No Ordinary Girl: Mind : tainted. Body : broken. Revenge; in motion…
The game-keepers force everyone to play. They deliver torment and pain in equal measure. Every hunter has their own agenda and reasons to maim and torture.
Detective Johnson is one step away from catching the killers. Wrestling with his instincts as a father to serve justice his own way, this is no ordinary case for him. Can he stop the vile sadists before they damage more young girls, as well as his own daughter?
Aimee’s ordeal within the compound brings her to the conclusion that she’s no ordinary girl. But can she hang onto her sanity long enough to escape? And will she find a different way to play?
This crime thriller will keep you riveted. It’s no ordinary story.
Please note: contains graphic content.
Albeit short in length, the book clings to you, due to its graphic and often sadistically candid telling. The underbelly of the sick beast of man is laid out in the plight of Aimee, who takes a 180 degree spin from party to game and must prove herself, hurdle after hurdle, running from the inside out of a nightmare not of her own design. Running parallel to this is Detective Johnston, who is trying to penetrate Aimee’s horror from the outside in. As the page count increases, so does the brutality, with little or no respite between each and every horrific act.
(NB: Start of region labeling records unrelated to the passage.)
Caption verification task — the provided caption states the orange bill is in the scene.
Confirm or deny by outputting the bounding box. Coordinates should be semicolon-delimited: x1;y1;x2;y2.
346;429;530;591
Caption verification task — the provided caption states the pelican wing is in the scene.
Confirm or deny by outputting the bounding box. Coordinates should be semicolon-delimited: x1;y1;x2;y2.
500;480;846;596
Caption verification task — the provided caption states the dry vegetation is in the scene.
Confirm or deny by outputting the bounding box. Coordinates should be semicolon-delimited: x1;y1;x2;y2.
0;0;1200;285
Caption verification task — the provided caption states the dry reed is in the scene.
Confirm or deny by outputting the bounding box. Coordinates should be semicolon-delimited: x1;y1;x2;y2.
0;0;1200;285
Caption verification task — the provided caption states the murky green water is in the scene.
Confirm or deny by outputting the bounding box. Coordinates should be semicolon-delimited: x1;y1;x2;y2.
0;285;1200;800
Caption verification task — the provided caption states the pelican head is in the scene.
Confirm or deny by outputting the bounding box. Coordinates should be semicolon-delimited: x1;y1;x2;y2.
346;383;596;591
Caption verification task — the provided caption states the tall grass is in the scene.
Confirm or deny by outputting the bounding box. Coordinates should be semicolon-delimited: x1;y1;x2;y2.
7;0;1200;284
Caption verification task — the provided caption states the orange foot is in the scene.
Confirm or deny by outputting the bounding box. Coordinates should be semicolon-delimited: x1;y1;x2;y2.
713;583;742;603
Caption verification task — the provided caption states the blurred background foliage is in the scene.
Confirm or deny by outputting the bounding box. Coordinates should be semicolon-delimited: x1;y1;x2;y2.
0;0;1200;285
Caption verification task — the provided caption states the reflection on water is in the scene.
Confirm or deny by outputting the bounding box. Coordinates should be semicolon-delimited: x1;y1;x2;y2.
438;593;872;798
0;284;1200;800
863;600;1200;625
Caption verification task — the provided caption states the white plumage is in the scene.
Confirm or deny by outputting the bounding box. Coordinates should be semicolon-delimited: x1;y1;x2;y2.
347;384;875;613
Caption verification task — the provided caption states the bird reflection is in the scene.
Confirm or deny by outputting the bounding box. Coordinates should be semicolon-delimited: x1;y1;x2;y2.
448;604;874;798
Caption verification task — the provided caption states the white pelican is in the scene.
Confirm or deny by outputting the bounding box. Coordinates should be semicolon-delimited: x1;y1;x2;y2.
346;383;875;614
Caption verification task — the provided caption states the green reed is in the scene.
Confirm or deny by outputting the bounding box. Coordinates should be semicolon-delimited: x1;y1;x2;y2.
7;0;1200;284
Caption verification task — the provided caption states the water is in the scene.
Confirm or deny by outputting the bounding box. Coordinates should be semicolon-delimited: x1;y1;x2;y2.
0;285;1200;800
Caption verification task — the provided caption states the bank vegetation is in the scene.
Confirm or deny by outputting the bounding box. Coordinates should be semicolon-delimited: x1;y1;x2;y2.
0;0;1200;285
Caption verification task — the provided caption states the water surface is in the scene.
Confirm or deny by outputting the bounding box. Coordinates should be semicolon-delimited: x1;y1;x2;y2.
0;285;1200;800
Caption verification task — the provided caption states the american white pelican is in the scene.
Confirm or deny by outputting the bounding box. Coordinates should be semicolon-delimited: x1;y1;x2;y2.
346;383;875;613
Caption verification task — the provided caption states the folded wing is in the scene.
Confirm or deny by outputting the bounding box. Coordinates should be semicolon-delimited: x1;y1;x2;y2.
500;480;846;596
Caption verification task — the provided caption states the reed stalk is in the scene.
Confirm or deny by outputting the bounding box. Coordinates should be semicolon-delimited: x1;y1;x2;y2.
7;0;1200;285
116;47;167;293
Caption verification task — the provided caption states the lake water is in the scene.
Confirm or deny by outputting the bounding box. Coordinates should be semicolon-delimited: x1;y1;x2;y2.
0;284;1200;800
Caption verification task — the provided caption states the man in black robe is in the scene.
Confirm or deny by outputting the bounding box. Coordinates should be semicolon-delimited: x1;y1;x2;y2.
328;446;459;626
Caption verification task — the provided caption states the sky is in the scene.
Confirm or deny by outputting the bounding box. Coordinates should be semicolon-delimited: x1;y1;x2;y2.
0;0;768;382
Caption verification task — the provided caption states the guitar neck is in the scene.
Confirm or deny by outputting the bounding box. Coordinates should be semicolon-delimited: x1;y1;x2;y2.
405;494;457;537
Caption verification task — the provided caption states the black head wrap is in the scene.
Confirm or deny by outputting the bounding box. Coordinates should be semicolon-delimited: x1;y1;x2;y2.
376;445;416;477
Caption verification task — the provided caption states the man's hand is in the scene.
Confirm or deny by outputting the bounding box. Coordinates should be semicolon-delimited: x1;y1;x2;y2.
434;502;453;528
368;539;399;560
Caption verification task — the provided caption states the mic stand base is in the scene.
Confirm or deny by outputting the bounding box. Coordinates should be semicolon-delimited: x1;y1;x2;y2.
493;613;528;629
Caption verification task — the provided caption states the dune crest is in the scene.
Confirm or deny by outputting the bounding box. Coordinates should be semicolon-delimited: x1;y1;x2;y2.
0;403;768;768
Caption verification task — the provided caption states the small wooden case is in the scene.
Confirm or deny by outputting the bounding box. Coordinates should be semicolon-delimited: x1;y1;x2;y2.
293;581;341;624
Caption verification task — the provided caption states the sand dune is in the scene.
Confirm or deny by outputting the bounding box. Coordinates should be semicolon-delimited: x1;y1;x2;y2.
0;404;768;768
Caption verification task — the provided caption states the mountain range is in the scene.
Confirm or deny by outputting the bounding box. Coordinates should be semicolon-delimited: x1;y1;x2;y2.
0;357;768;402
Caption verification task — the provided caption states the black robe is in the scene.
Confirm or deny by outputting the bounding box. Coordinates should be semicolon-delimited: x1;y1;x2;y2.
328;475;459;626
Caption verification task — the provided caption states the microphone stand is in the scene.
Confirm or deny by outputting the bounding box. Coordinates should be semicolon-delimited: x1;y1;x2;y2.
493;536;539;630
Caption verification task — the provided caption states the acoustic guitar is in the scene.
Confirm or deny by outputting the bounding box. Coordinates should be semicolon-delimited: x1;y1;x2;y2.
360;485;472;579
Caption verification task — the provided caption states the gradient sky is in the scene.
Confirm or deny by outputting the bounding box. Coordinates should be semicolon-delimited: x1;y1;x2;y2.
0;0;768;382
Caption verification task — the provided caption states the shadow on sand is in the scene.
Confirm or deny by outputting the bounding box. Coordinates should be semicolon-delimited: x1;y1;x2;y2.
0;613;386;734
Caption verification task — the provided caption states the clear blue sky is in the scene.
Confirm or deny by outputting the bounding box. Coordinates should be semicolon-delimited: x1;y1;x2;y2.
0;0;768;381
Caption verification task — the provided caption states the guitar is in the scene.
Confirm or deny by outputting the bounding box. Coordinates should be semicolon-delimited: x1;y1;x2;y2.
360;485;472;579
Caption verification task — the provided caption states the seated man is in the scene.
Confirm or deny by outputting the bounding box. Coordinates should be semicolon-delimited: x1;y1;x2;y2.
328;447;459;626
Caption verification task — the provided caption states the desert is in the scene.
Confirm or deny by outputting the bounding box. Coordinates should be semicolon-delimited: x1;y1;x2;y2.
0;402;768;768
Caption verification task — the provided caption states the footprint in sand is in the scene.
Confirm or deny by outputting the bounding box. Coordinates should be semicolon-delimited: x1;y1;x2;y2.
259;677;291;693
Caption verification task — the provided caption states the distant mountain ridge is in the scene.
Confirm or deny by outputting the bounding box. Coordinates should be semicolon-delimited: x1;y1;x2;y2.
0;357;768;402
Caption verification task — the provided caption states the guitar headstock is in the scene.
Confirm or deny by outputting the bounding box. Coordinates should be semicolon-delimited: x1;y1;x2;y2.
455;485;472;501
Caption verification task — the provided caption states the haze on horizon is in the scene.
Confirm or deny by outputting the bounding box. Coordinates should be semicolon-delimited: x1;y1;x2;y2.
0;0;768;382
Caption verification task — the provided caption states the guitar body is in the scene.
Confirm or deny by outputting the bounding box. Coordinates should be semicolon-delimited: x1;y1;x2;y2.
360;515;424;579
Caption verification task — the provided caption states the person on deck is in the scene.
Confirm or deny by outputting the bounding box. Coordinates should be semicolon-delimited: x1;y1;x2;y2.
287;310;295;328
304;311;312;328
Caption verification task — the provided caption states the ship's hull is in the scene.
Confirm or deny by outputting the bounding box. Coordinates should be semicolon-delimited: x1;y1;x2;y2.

There is very little in the way of cut scenes or “pontification points,” as Elaine drives you breakneck to the conclusion. Let the squeamish be warned: lines are blurred between justice and retribution.
The writing style is fluid and visceral; hard hitting and honest. It really has to be this way for such a graphically intense novel. The horror and mystery shine in the writing, for that is what it is – a horrific graphic mystery. Readers familiar with the movies House of 1000 Corpses and perhaps more poignantly, its sequel, The Devil’s Rejects will have a good idea what they are getting into – a very staccato piece of brutal literature. All being said, though, it pays off dividends in the end, whetting the reader’s appetite for more of Elaine’s style.
Characters, as one would expect in No Ordinary Girl’s 190 pages, are not as fine polished to the degree that they would be in a longer work, however a three dimensional archetype is all one really needs in order to flesh out a primarily action driven piece of literature. Aimee, the main character is perhaps the most thought out, and represents strength, willpower and human resolve personified, Detective Johnson, is thoughtfulness and meticulous investigation and the Game Keepers, well, they are the most base and perverse of all human endeavors. All are played up to their fullest, and the interactions through these archetypes cause enough tension and action, that it’s easy to read them for what they are and concentrate on the mystery and brutality of the novel..
Crime Noir doesn’t even begin to describe this descent into human depravity, sheer brutality and utter horror experienced for any parent in this day and age. While faint hearted readers would be apprised to eschew this book, fans of gritty crime, horror and contemporary graphic mysteries will find themselves with a new affinity in Cheryl Elaine’s s. It is definitely worth the price of admission, and lingers long after the scent of prey dissipates. Cheryl Elaine has a promising future and I certainly look forward to her next work with an almost perverse pleasure.